Read the Psalm and Lord's Prayer in unison.
After a moment of silence, begin with the Psalm.
(Read in unison)
I will give thanks to the Lord with my whole heart, *
in the assembly of the upright, in the congregation.
2 Great are the deeds of the Lord! *
they are studied by all who delight in them.
3 His work is full of majesty and splendor, *
and his righteousness endures for ever.
4 He makes his marvelous works to be remembered; *
the Lord is gracious and full of compassion.
5 He gives food to those who fear him; *
he is ever mindful of his covenant.
6 He has shown his people the power of his works *
in giving them the lands of the nations.
7 The works of his hands are faithfulness and justice; *
all his commandments are sure.
8 They stand fast for ever and ever, *
because they are done in truth and equity.
9 He sent redemption to his people;
he commanded his covenant for ever; *
holy and awesome is his Name.
10 The fear of the Lord is the beginning of wisdom; *
those who act accordingly have a good understanding;
his praise endures for ever.
(read by assigned person)
On the way to Jerusalem Jesus was going through the region between Samaria and Galilee. As he entered a village, ten lepers approached him. Keeping their distance, they called out, saying, "Jesus, Master, have mercy on us!" When he saw them, he said to them, "Go and show yourselves to the priests." And as they went, they were made clean. Then one of them, when he saw that he was healed, turned back, praising God with a loud voice.

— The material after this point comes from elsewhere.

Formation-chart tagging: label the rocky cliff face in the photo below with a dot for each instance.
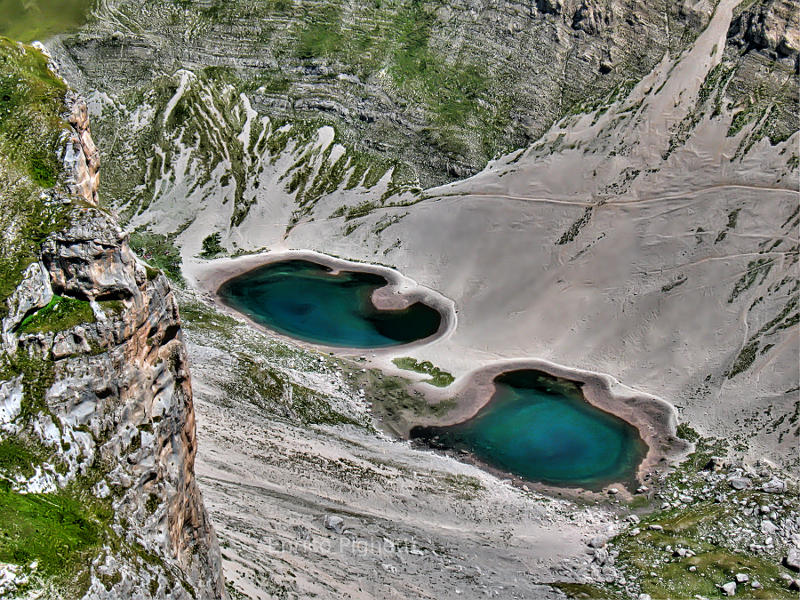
(96, 413)
(440, 87)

He prostrated himself at Jesus' feet and thanked him. And he was a Samaritan. Then Jesus asked, "Were not ten made clean? But the other nine, where are they? Was none of them found to return and give praise to God except this foreigner?" Then he said to him, "Get up and go on your way; your faith has made you well."
Prayers for Ourselves and For Others (take this time to each offer one person/event that you would like to hold in prayer as well as one thing you are thankful for)
Dear God, tonight I ask your prayers for.......
and I give you thanks for ..........
The Lord’s Prayer
(read in unison)
Our Father, who art in heaven,
hallowed be thy Name,
thy kingdom come,
thy will be done,
on earth as it is in heaven.
Give us this day our daily bread.
And forgive us our trespasses,
as we forgive those
who trespass against us.
And lead us not into temptation,
but deliver us from evil.
For thine is the kingdom,
and the power, and the glory,
for ever and ever.
(read by assigned person)
Lord, we pray that your grace may always precede and follow us, that we may continually be given to good works; through Jesus Christ our Lord, who lives and reigns with you and the Holy Spirit, one God, now and for ever. Amen.